Source: Toshiba Memory

Comments Locked

10 Comments

View All Comments

  • bolkhov - Tuesday, September 3, 2019 - link

    Anton, you write "decision will enable Toshiba to produce its own SSDs using proven IP, technologies, and product lines", but...

    Doesn't Toshiba ALREADY have its own IP and technologies?
    They have a wide product line of M2 and BGA SSDs, and OCZ RD400 -- one of the best PCIe SSDs several years ago -- was in fact a consumer version of Toshiba XG3.
  • Billy Tallis - Tuesday, September 3, 2019 - link

    Toshiba does already have a lot of in-house SSD IP, but they could benefit from some more diversity and updates. Some of their controllers (especially on the client side) are severely outdated, but aside from using some Phison SATA controllers Toshiba has been oddly reluctant to use third party controllers. They've chosen instead to let their retail SSD product lines wither away to irrelevance.

    At this point it probably doesn't make sense for Toshiba to do another in-house SATA controller, so they can benefit from Lite-On's experience with a variety of third-party controllers to cover that shrinking segment. Toshiba's in a great position for low-end client NVMe, but their high-end client NVMe controller (used in the XG5/6) is overdue for replacement. Lite-On doesn't have much to offer there at the moment, mainly because Marvell's fallen behind.

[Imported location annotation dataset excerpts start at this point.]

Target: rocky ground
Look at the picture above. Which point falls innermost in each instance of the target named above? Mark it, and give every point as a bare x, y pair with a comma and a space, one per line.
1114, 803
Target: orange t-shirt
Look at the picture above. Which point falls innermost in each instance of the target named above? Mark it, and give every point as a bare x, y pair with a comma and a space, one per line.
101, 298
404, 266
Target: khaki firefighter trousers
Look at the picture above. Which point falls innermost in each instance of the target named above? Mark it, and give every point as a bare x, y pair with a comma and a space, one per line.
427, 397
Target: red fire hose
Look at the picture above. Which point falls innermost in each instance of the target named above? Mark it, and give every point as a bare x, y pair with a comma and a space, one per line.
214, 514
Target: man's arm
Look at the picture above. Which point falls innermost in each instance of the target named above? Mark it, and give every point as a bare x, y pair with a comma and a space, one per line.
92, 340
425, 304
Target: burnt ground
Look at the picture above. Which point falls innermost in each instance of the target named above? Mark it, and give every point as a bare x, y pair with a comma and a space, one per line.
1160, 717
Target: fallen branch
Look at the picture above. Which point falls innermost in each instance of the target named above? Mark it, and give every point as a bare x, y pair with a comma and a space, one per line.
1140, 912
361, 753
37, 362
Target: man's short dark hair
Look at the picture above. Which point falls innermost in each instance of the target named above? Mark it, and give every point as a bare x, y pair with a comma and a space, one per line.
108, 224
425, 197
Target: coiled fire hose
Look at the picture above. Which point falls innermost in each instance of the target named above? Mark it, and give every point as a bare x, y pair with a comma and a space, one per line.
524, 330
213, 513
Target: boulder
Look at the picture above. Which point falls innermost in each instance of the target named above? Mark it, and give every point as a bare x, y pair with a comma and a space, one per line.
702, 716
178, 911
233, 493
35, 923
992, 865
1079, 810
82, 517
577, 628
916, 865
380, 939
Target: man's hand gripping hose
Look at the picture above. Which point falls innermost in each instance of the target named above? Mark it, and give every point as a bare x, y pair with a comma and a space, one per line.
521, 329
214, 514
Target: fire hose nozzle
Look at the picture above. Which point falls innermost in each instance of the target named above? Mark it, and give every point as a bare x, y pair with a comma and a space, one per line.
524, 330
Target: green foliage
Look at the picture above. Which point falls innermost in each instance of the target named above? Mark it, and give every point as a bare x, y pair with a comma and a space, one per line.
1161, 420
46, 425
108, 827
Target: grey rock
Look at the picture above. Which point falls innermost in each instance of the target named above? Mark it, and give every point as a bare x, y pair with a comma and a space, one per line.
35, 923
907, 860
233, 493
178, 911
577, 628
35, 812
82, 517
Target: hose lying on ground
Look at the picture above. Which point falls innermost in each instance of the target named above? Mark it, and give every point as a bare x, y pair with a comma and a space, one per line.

    Overall, I think Toshiba's getting a good deal on a mix of IP, experienced staff, and manufacturing capacity.
  • bolkhov - Tuesday, September 3, 2019 - link

    Thanks for your analysis!
  • FreckledTrout - Tuesday, September 3, 2019 - link

    In June of 2018 Toshiba sold off there memory division which was needed to keep them afloat. The failing Westinghouse nuclear business was killing them which they also sold that off as well. So if they want to get back into the memory related businesses they needed to get a hold of new IP.
  • DanNeely - Tuesday, September 3, 2019 - link

    It's the sold off flash memory division Toshiba that's buying Lite-on's IP; not broken by Westinghouse progenitor.
  • FreckledTrout - Tuesday, September 3, 2019 - link

    I assume you are trying to clarify what I said? Anyhow they sold off there flash business in wholesale for $18bn which I have to assume for that price was everything from IP to physical manufacturing locations. Anyhow was just responding as to why they would do something like this purchase because I am sure many don't realize Toshiba sold off there flash business.
  • Billy Tallis - Tuesday, September 3, 2019 - link

    "Toshiba Memory" is the flash/SSD business that was split off from Toshiba the conglomerate and sold. Toshiba the conglomerate is not getting "back" into the SSD business; they own part of Toshiba Memory and are not going to start competing with Toshiba Memory. Toshiba Memory is who's buying Lite-On's SSD business, not Toshiba the conglomerate. Toshiba the conglomerate is basically done making news that's relevant to this site. Toshiba Memory will be changing their name next month to Kioxia, which may help you figure out what's going on.
  • magreen - Tuesday, September 3, 2019 - link

    I'm confused. If Toshiba wants to be vertically integrated, they need an in-house SSD controller. Does Lite-On make controllers? Are they good? The article doesn't say, and so leaves out the point I'm most interested in.
  • Billy Tallis - Tuesday, September 3, 2019 - link

    Toshiba already has some in-house controllers, but not enough to cover all market segments. Lite-On doesn't make controllers, but they do everything else: firmware, manufacturing, marketing, etc. Those resources can be useful to Toshiba even if it doesn't come with a controller ASIC team.
  • magreen - Wednesday, September 4, 2019 - link

    Got it, thanks. Wonder if Toshiba will also look to acquire a controller design house to get vertically integrated.